SLOs-Serve: Optimized Serving of Multi-SLO LLMs
Siyuan Chen, Zhipeng Jia, Samira Khan, Arvind Krishnamurthy, Phillip B. Gibbons
TL;DR
The paper tackles the challenge of serving multi-stage LLM requests under fine-grained, application-specific SLOs. It introduces SLOs-Serve, a DP-based scheduler that optimizes token allocations across prefill and decode stages, leveraging chunked prefill, adaptive speculative decoding, and soft admission control to guarantee SLO attainment for admitted requests. A holistic system design combines burst-resilient scheduling with soft admission and multi-replica request routing, backed by a Roofline-inspired performance model and dynamic batch-size tuning.
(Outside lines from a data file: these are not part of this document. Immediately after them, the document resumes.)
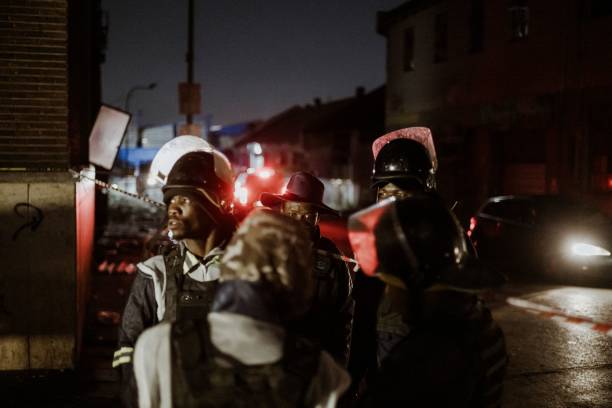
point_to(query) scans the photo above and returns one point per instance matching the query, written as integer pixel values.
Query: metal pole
(190, 53)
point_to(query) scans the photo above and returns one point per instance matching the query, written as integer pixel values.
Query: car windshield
(567, 211)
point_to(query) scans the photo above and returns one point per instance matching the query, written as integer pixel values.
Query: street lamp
(133, 89)
(133, 127)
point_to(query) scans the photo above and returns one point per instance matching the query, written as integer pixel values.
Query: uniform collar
(192, 261)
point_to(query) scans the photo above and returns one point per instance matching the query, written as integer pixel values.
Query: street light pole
(126, 106)
(189, 56)
(133, 89)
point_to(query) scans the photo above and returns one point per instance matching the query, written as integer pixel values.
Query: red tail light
(473, 223)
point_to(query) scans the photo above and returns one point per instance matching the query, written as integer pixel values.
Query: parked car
(545, 235)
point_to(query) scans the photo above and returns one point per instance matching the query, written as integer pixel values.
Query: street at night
(351, 203)
(555, 362)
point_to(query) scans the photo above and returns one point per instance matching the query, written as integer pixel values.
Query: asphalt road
(553, 362)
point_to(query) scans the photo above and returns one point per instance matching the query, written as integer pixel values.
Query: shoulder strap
(173, 261)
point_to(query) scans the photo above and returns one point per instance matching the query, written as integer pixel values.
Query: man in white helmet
(180, 283)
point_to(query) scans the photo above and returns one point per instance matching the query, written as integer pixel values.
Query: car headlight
(584, 249)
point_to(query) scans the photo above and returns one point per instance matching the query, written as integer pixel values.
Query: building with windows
(517, 92)
(331, 139)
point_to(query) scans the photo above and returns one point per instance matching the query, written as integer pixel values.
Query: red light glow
(265, 172)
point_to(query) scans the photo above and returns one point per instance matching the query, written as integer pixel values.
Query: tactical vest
(204, 377)
(185, 298)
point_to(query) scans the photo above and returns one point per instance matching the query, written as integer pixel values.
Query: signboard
(189, 98)
(106, 136)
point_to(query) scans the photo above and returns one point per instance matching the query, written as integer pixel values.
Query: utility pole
(189, 91)
(189, 56)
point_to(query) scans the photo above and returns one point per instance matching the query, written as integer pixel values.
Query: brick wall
(33, 85)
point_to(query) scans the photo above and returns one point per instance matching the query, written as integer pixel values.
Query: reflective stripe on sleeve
(123, 356)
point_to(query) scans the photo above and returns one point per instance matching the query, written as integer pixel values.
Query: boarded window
(476, 26)
(409, 49)
(441, 38)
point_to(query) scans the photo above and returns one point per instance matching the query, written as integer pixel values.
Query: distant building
(517, 93)
(330, 139)
(50, 86)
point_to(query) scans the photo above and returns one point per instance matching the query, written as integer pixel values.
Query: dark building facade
(49, 96)
(329, 139)
(517, 92)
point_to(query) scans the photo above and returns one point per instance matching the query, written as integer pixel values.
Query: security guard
(449, 352)
(243, 354)
(404, 162)
(330, 319)
(180, 283)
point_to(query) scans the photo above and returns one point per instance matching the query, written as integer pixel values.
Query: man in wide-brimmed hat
(330, 319)
(445, 350)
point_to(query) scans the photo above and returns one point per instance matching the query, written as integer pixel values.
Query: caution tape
(561, 315)
(116, 188)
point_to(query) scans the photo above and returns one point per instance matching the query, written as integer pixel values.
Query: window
(441, 38)
(409, 49)
(601, 8)
(476, 26)
(519, 19)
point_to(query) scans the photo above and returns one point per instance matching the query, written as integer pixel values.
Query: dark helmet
(404, 160)
(415, 243)
(207, 175)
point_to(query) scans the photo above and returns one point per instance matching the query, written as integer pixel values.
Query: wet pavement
(555, 363)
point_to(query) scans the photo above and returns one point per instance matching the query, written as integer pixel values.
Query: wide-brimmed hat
(303, 188)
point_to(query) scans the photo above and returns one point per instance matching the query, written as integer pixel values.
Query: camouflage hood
(266, 269)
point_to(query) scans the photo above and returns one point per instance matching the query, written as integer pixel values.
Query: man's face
(391, 190)
(187, 219)
(304, 212)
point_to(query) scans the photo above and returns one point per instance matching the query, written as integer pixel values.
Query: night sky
(253, 58)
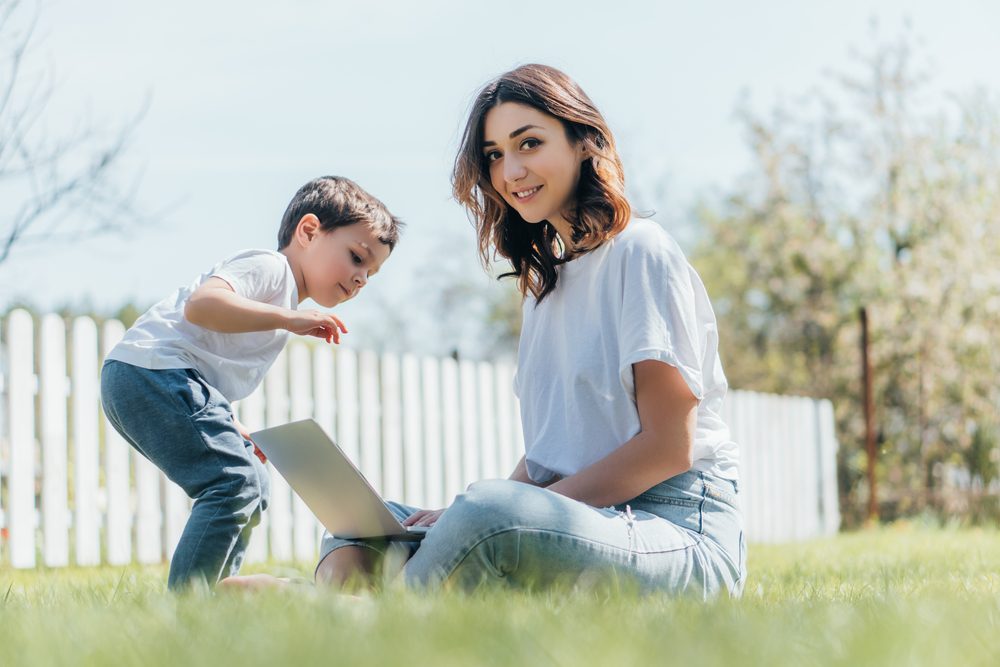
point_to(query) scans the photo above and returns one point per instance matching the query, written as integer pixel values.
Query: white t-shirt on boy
(232, 363)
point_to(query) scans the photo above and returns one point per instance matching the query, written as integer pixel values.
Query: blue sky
(248, 100)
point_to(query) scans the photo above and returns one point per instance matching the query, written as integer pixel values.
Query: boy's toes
(253, 582)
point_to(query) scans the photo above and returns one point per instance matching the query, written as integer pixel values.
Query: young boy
(167, 386)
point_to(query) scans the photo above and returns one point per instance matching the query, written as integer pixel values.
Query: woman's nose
(513, 169)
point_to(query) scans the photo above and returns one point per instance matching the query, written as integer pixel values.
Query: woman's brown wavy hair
(600, 209)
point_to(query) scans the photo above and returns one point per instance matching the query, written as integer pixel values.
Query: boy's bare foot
(255, 582)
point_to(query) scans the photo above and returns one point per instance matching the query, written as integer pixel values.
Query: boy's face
(338, 263)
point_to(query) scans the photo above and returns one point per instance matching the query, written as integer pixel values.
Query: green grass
(894, 596)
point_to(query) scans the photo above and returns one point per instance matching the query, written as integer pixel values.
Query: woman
(629, 469)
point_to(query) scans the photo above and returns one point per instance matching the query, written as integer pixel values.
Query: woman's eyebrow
(520, 130)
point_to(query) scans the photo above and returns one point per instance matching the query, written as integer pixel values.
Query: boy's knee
(248, 493)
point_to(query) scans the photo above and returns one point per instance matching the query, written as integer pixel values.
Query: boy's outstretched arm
(217, 307)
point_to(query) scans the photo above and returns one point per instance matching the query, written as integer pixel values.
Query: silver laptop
(329, 484)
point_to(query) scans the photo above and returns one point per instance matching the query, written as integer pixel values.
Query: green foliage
(864, 194)
(903, 596)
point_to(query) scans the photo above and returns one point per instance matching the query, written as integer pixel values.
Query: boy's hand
(315, 323)
(246, 436)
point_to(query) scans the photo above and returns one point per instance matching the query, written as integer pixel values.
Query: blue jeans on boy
(185, 427)
(683, 536)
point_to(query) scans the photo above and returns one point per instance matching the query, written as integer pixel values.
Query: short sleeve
(255, 275)
(659, 313)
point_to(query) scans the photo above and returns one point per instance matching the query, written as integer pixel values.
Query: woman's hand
(423, 518)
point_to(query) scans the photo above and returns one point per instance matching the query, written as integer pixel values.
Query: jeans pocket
(197, 394)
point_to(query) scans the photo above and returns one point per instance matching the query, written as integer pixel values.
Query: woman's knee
(498, 503)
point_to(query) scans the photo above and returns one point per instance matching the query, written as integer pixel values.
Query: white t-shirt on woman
(632, 299)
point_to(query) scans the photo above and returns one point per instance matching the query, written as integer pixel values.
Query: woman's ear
(307, 229)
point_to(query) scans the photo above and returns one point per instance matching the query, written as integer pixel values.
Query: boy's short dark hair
(338, 202)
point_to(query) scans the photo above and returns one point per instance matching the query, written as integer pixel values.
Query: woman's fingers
(423, 518)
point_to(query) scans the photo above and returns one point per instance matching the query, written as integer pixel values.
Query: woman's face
(533, 164)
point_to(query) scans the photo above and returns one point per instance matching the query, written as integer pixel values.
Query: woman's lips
(534, 193)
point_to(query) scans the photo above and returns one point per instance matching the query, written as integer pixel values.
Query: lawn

Empirical evaluation across six application scenarios shows substantial capacity improvements over state-of-the-art baselines (average ~2.2x), with robust burst handling and near-linear scaling in multi-replica settings, underscoring the practical impact for heterogeneous LLM workloads.
Abstract
This paper introduces SLOs-Serve, a system designed for serving multi-stage large language model (LLM) requests with application- and stage-specific service level objectives (SLOs). The key idea behind SLOs-Serve is to customize the allocation of tokens to meet these SLO requirements. SLOs-Serve uses a multi-SLO dynamic programming-based algorithm to continuously optimize token allocations under SLO constraints by exploring the full design space of chunked prefill and (optional) speculative decoding. Leveraging this resource planning algorithm, SLOs-Serve effectively supports multi-SLOs and multi-replica serving with dynamic request routing while being resilient to bursty arrivals. Our evaluation across 6 LLM application scenarios (including summarization, coding, chatbot, tool calling, and reasoning) demonstrates that SLOs-Serve improves per-GPU serving capacity by 2.2x on average compared to prior state-of-the-art systems.